Interventional Cardiology Journal Open Access

Cardiac allograft vasculopathy (CAV) is the leading cause of late morbidity and mortality after heart transplantation. Cardiac allograft vasculopathy is a panarterial disease with a progressive and diffuse process involving both the epicardial coronary artery and the microcirculation. Approximately 10% of patients have angiographic coronary artery disease at 1 year, 50% at 5 years, and 80% at 15 years, with long-term mortality increasing with angiographic severity. Cardiac allograft vasculopathy can also manifest as a microvasculopathy, which occurs more frequently than epicardial coronary artery stenosis at 1 year after transplantation and is associated with a higher risk of cardiac events, independent of epicardial coronary artery stenosis [1].

Clinical guidelines recommend annual or biannual coronary angiography to assess the development of CAV. Intravascular ultrasound (IVUS) is often used to more accurately detect progression of CAV that is not readily apparent with coronary angiography. However, anatomical evaluation is limited to assessing the physiological consequences of epicardial coronary artery disease and is not able to assess microvascular dysfunction. In addition, the presence of epicardial CAV does not necessarily indicate that microvascular dysfunction is present and vice versa.

Assessing coronary physiology using a pressure-temperature sensor-tipped guidewire has been well validated in nontransplant patients. The comprehensive physiological assessment of the epicardial coronary artery and microcirculation has helped to characterize the physiological phenotype of patients and to better predict their prognosis. Similarly, in transplant patients, fractional flow reserve (FFR) correlates with plaque volume assessed by IVUS, and the index of microcirculatory resistance (IMR) measured after transplantation has been shown to predict the development of CAV, poor graft function, and longterm mortality in single-centre studies. The prognostic value of invasively assessing coronary physiology early after heart transplantation has not been adequately validated in a large multicentre study [2].

This international multicentre registry enrolled heart transplant recipients who underwent a comprehensive intracoronary physiology assessment at baseline and 1 year after transplantation. We then characterized the coronary physiological abnormality into abnormal epicardial coronary physiology and/or microvascular dysfunction and evaluated their long-term prognostic value.

Patients were pooled from five prospective cohorts [three prospective randomized trials and two prospective observational studies conducted in four countries (USA, Norway, Sweden, and Korea)]. The study design, detailed entry criteria of each study, and the key features are summarized.
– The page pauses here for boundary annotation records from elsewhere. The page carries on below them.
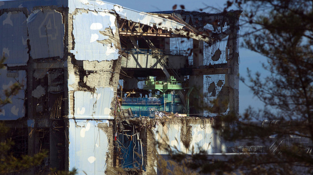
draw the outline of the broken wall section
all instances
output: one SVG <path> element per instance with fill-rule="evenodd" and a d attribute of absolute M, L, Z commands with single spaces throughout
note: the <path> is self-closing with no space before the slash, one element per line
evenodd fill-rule
<path fill-rule="evenodd" d="M 113 132 L 108 120 L 70 120 L 69 169 L 88 174 L 103 174 L 112 166 Z"/>
<path fill-rule="evenodd" d="M 113 119 L 120 69 L 116 16 L 76 8 L 69 22 L 69 117 Z"/>

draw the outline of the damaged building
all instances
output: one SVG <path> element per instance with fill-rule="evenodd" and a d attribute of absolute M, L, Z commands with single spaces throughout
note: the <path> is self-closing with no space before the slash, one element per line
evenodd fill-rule
<path fill-rule="evenodd" d="M 233 145 L 213 130 L 211 117 L 239 113 L 240 14 L 0 2 L 7 58 L 0 88 L 22 86 L 0 120 L 19 154 L 49 151 L 30 174 L 75 168 L 110 174 L 121 168 L 149 174 L 158 171 L 155 150 L 168 154 L 163 146 L 226 152 Z M 183 43 L 188 48 L 178 46 Z"/>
For this analysis, only patients evaluated by comprehensive coronary physiological assessment including FFR, IMR, and coronary flow reserve (CFR) at baseline and/ or at 1 year after transplantation were included [3].

All patients received standard immunosuppressive therapy according to the clinical protocol of each participating centre. Briefly, patients received induction therapy with antithymocyte globulin, daclizumab, or basiliximab. Maintenance immunosuppression was based on calcineurin inhibitors (cyclosporin or tacrolimus), antimetabolites (azathioprine or mycophenolate mofetil), and prednisone, which was tapered during the first year at some centres. Calcineurin inhibitors were partially or completely replaced with mammalian target of rapamycin inhibitors (everolimus or sirolimus) in selected patients according to the clinical status or protocol. Therapeutic levels of immunosuppressive agents and associated side effects were carefully monitored and titrated accordingly. Concomitant medications including statins and, in some cases, aspirin were initiated as soon as the patient was able to comply with oral intake. As part of standard clinical care, patients were monitored for the occurrence of acute cellular rejection by endomyocardial biopsies performed at the standard interval according to the clinical protocol of each participating centre and at the time of any suspected episode of rejection [4].
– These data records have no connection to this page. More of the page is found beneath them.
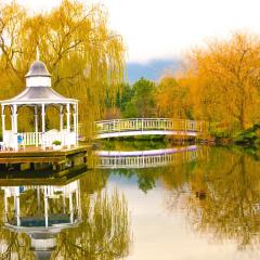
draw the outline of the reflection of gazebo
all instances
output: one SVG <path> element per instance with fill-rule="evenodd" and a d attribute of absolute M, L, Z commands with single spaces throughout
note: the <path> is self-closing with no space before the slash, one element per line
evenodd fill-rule
<path fill-rule="evenodd" d="M 81 222 L 79 181 L 74 181 L 64 186 L 6 186 L 4 191 L 4 226 L 15 233 L 25 233 L 30 237 L 30 250 L 37 260 L 51 259 L 52 251 L 56 247 L 56 235 L 64 229 L 72 229 Z M 21 204 L 31 205 L 23 199 L 23 195 L 37 191 L 37 208 L 43 200 L 44 213 L 37 212 L 35 216 L 24 216 L 21 212 Z M 43 197 L 42 197 L 43 195 Z M 13 199 L 9 199 L 13 198 Z M 63 213 L 49 213 L 49 200 L 63 198 Z M 8 200 L 13 200 L 13 205 Z M 14 216 L 12 218 L 12 209 Z M 9 214 L 11 213 L 11 219 Z M 30 213 L 28 213 L 30 214 Z"/>
<path fill-rule="evenodd" d="M 51 88 L 51 75 L 46 64 L 36 61 L 30 66 L 26 77 L 26 89 L 13 99 L 0 102 L 2 107 L 2 136 L 3 145 L 14 150 L 18 144 L 47 147 L 53 141 L 62 145 L 76 145 L 78 136 L 78 101 L 67 99 Z M 20 132 L 17 116 L 21 107 L 32 107 L 35 112 L 35 131 Z M 46 110 L 54 106 L 60 110 L 60 131 L 46 131 Z M 5 108 L 11 108 L 11 130 L 5 129 Z M 41 115 L 41 129 L 39 131 L 38 113 Z M 64 113 L 66 113 L 66 129 L 64 129 Z M 73 127 L 70 127 L 73 114 Z"/>

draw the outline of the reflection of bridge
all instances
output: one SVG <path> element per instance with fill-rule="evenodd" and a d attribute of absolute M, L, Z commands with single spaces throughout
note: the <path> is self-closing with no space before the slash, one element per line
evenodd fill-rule
<path fill-rule="evenodd" d="M 117 152 L 99 151 L 98 167 L 104 169 L 152 168 L 196 159 L 202 152 L 196 145 L 179 148 Z"/>
<path fill-rule="evenodd" d="M 98 139 L 131 135 L 197 136 L 207 130 L 205 121 L 170 118 L 130 118 L 96 121 Z"/>

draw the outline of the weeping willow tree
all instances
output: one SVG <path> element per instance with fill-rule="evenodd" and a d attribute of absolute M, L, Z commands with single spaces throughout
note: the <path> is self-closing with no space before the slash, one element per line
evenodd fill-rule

After performance of coronary angiography, FFR, IMR, and CFR were measured in the usual fashion with a pressure-temperature sensor-tipped guide wire (Abbott Vascular) placed in the distal two-third of the left anterior descending artery. Fractional flow reserve was defined as the mean distal coronary pressure divided by the mean aortic pressure at maximal hyperaemia. Index of microcirculatory resistance was calculated as the distal coronary pressure at maximal hyperaemia divided by the inverse of hyperaemic mean transit time. Coronary flow reserve was calculated as resting mean transit time divided by hyperaemic mean transit time. Resting and hyperaemic mean transit time was measured using standard thermo dilution techniques [5].

References

1. Stein PD, Beemath A, Kayali F, Skaf E, Sanchez J (2006) Multidetector computed tomography for the diagnosis of coronary artery disease: a systematic review. Am J Med 119: 203-16.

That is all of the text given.